Sebaliknya, sejauh tidak menyangkut kepentingan manusia maka akan diabaikan.

2. Biosentrisme (Intermedite Environtmental Ethics)

Biosentrisme berasal dari gabungan kata Yunani “bios” (hidup) dan kata latin
“centrum” (pusat). Secara harfiah, biosentrisme diartikan sebagai suatu keyakinan
bahwa kehidupan manusia erat hubungannya dengan kehidupan seluruh kosmos.
Manusia dipandang sebagai salah satu organisme hidup dari alam semesta yang
mempunyai rasa saling ketergantungan dengan penghuni alam semesta lainnya.
Biosentrisme merupakan suatu pandangan yang menempatkan alam sebagai yang
mempunyai nilai dalam dirinya sendiri, lepas dari kepentingan manusia. Dengan
demikian biosentrisme menolak teori antroposentrisme yang menyatakan bahwa hanya
manusialah yang mempunyai nilai dalam dirinya sendiri. Teori biosentrisme
berpandangan bahwa makhluk hidup bukan hanya manusia saja. Ada banyak hal dan
jenis mahluk hidup yang memiliki kehidupan. Hanya saja, hal yang rumit dari
biosentrisme, atau yang disebut juga life-centered ethic, terletak pada cara manusia
menanggapi pertanyaan: ”Apakah hidup itu?” . Pandangan biosentrisme mendasarkan
moralitas pada keluhuran kehidupan, entah pada manusia atau pada mahluk hidupnya.
Karena yang menjadi pusat perhatian dan ingin dibela dalam teori ini adalah kehidupan,
maka secara moral berlaku prisip bahwa setiap kehidupan dimuka bumi ini mempunyai
nilai moral yang sama, sehingga harus dilindungi dan diselamatkan. Oleh karena itu,
kehidupan setiap mahluk hidup pantas diperhitungkan secara serius dalam setiap
keputusan dan tindakan moral, bahkan lepas dari pertimbangan untung rugi bagi
kepentingan manusia.
Etika lingkungan Biosentrisme adalah etika lingkungan yang lebih menekankan
kehidupan sebagai standar moral.
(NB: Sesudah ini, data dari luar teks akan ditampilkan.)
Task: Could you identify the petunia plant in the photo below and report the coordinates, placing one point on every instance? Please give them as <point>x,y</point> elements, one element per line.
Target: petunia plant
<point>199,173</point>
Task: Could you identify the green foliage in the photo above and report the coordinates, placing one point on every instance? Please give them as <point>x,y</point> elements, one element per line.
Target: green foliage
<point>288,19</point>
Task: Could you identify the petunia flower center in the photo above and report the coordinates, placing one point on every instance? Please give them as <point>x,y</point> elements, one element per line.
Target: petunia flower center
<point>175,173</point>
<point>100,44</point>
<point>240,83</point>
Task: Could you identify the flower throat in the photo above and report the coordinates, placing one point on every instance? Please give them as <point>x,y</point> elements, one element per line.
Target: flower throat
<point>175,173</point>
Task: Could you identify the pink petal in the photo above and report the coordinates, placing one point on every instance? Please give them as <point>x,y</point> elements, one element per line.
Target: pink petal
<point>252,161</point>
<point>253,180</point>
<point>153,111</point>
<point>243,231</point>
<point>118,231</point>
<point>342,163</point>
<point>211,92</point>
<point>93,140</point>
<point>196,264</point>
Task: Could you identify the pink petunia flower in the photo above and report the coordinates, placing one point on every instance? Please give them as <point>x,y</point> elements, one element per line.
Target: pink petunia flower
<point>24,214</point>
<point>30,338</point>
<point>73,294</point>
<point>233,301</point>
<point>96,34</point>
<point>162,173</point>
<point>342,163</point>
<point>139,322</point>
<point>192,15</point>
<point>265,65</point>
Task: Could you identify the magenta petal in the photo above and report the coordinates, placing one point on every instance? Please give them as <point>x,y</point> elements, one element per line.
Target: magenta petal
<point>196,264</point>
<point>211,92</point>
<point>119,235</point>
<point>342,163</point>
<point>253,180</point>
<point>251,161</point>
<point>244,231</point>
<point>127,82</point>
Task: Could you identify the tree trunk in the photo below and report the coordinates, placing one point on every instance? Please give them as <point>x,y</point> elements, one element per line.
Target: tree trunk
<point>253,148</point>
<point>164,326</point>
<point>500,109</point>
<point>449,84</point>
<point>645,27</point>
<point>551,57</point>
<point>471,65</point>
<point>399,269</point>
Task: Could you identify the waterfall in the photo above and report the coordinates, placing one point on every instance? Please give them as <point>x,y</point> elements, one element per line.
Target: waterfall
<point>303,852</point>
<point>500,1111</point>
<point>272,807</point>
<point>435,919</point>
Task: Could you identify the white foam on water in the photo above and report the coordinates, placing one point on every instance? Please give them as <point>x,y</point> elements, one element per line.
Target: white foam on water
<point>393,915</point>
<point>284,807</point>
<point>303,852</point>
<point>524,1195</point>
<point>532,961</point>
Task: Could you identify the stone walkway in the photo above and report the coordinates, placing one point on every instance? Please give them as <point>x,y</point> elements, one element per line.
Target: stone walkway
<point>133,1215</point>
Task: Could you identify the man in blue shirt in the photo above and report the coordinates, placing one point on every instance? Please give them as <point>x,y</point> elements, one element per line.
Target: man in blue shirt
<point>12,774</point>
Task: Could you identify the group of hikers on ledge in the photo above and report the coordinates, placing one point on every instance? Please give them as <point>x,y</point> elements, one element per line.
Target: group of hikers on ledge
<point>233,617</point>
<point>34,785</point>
Salah satu tokoh penganutnya adalah Kenneth
Goodpaster. Menurut Kenneth rasa senang atau menderita bukanlah tujuan pada
dirinya sendiri. Bukan senang atau menderita, akhirnya, melainkan kemampuan untuk
hidup atau kepentingan untuk hidup. Kepentingan untuk hidup yang harus dijadikan
standar moral. Sehingga bukan hanya manusia dan binatang saja yang harus dihargai
secara moral tetapi juga tumbuhan. Menurut Paul Taylor, karenanya tumbuhan dan
binatang secara moral dapat dirugikan dan atau diuntungkan dalam proses perjuangan
untuk hidup mereka sendiri, seperti bertumbuh dan bereproduksi.
Biosentrisme menekankan kewajiban terhadap alam bersumber dari pertimbangan
bahwa kehidupan adalah sesuatu yang bernilai, baik kehidupan manusia maupun
spesies lain dimuka bumi ini. Prinsip atau perintah moral yang berlaku disini dapat
dituliskan sebagai berikut: ”adalah hal yang baik secara moral bahwa kita
mempertahankan dan memacu kehidupan, sebaliknya, buruk kalau kita menghancurkan
kehidupan”.
Biosentrisme melihat alam dan seluruh isinya mempunyai harkat dan nilai dalam
dirinya sendiri. Alam mempunyai nilai justru karena ada kehidupan yang terkandung
didalamnya. Kewajiban terhadap alam tidak harus dikaitkan dengan kewajiban
terhadap sesama manusia. Kewajiban dan tanggung jawab terhadap alam semata-mata
didasarkan pada pertimbangan moral bahwa segala spesies di alam semesta
mempunyai nilai atas dasar bahwa mereka mempunyai kehidupan sendiri, yang harus
dihargai dan dilindungi.
Biosentrisme memandang manusia sebagai mahluk biologis yang sama dengan
mahluk biologis yang lain. Manusia dilihat sebagai salah satu bagian saja dari
keseluruhan kehidupan yang ada dimuka bumi, dan bukan merupakan pusat dari
seluruh alam semesta. Maka secara biologis manusia tidak ada bedanya dengan mahluk
hidup lainnya. Salah satu tokoh yang menghindari penyamaan begitu saja antara
manusia dengan mahluk hidup lainnya adalah Leopold. Menurut dirinya, manusia tidak
memiliki kedudukan yang sama begitu saja dengan mahluk hidup lainnya.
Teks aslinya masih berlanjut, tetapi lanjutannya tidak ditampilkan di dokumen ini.